Dr Mark Prince launches Champions' Club on Kiyan Prince anniversary
Dr Mark Prince launched the Champions' Club campaign on the 20th anniversary of Kiyan Prince's death and said youth club closures are a scandal. He said the effort is aimed at giving young people more support at a time when he believes too much money is going into punishment instead of help.
Prince said, "Youth clubs play a huge role in building a winning mentality for young people but the number of them has declined rapidly in the past 15 years and that's a scandal," and added that the campaign is calling for more investment into youth services. The foundation also wants youth workers put on the same level as teachers.
Kiyan Prince Foundation
The Kiyan Prince Foundation said Champions' Club is designed to sit down with young people, find out what's going on, get to the heart of the matter and support them. Prince said the campaign also aims to create a space carrying Kiyan's name that helps young people feel like winners again.

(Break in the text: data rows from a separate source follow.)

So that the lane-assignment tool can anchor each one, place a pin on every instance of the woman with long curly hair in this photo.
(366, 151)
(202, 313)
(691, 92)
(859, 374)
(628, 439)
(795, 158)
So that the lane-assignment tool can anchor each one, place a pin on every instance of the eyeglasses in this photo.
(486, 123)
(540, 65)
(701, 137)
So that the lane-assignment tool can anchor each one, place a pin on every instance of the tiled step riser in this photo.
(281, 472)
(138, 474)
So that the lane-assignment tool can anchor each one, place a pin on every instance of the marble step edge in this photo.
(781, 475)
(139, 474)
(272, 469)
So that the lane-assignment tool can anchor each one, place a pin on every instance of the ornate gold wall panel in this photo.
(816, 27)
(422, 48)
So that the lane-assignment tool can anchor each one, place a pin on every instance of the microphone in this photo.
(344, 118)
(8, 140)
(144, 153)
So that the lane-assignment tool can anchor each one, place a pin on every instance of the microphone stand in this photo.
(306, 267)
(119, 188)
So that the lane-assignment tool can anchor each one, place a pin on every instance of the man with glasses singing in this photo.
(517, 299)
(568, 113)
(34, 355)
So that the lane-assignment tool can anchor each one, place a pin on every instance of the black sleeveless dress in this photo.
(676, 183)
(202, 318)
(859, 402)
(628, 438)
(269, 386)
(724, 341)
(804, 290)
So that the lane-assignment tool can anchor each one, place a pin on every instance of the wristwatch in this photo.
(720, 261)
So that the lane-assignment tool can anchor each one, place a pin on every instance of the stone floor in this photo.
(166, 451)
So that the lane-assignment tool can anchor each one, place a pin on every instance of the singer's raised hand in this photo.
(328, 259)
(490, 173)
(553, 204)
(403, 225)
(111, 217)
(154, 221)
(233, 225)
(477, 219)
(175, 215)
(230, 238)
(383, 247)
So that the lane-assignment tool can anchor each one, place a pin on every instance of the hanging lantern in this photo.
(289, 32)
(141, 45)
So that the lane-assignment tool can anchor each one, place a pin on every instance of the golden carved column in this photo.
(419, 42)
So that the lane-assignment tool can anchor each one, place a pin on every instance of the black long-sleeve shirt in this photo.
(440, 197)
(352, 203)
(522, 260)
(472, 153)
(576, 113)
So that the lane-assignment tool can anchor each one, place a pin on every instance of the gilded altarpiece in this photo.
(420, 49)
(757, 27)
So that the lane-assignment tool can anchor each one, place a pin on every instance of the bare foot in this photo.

He tied that push to his son's story. Kiyan Prince was a 15-year-old footballer for Queens Park Rangers' youth team when he was stabbed to death outside his school in May 2006 after intervening in a mock fight outside the London Academy in Edgware, north-west London.
Mark Prince and Eddie Nestor
In an interview with Radio London's Eddie Nestor, Prince challenged the way schools respond to struggling pupils. He asked, "How are pupil referral units at schools different than the prison system?" and said, "You have a child that isn't abiding by the rules, so you put him in isolation."
He said, "You have a prisoner who's not doing right in the prison, so what do you do? Put him in isolation," and added, "[Whether it's] isolation or detention, you're wasting your time. You're better off building a relationship with that child." He also said, "Too much money is being spent on punishment instead of helping those who are hurting."
The government said it was fighting to stop dangerous knives destroying young lives. Prince's campaign puts the next step on services that meet young people earlier, with his foundation pressing for more support and a named space of its own rather than another round of punishment-led responses.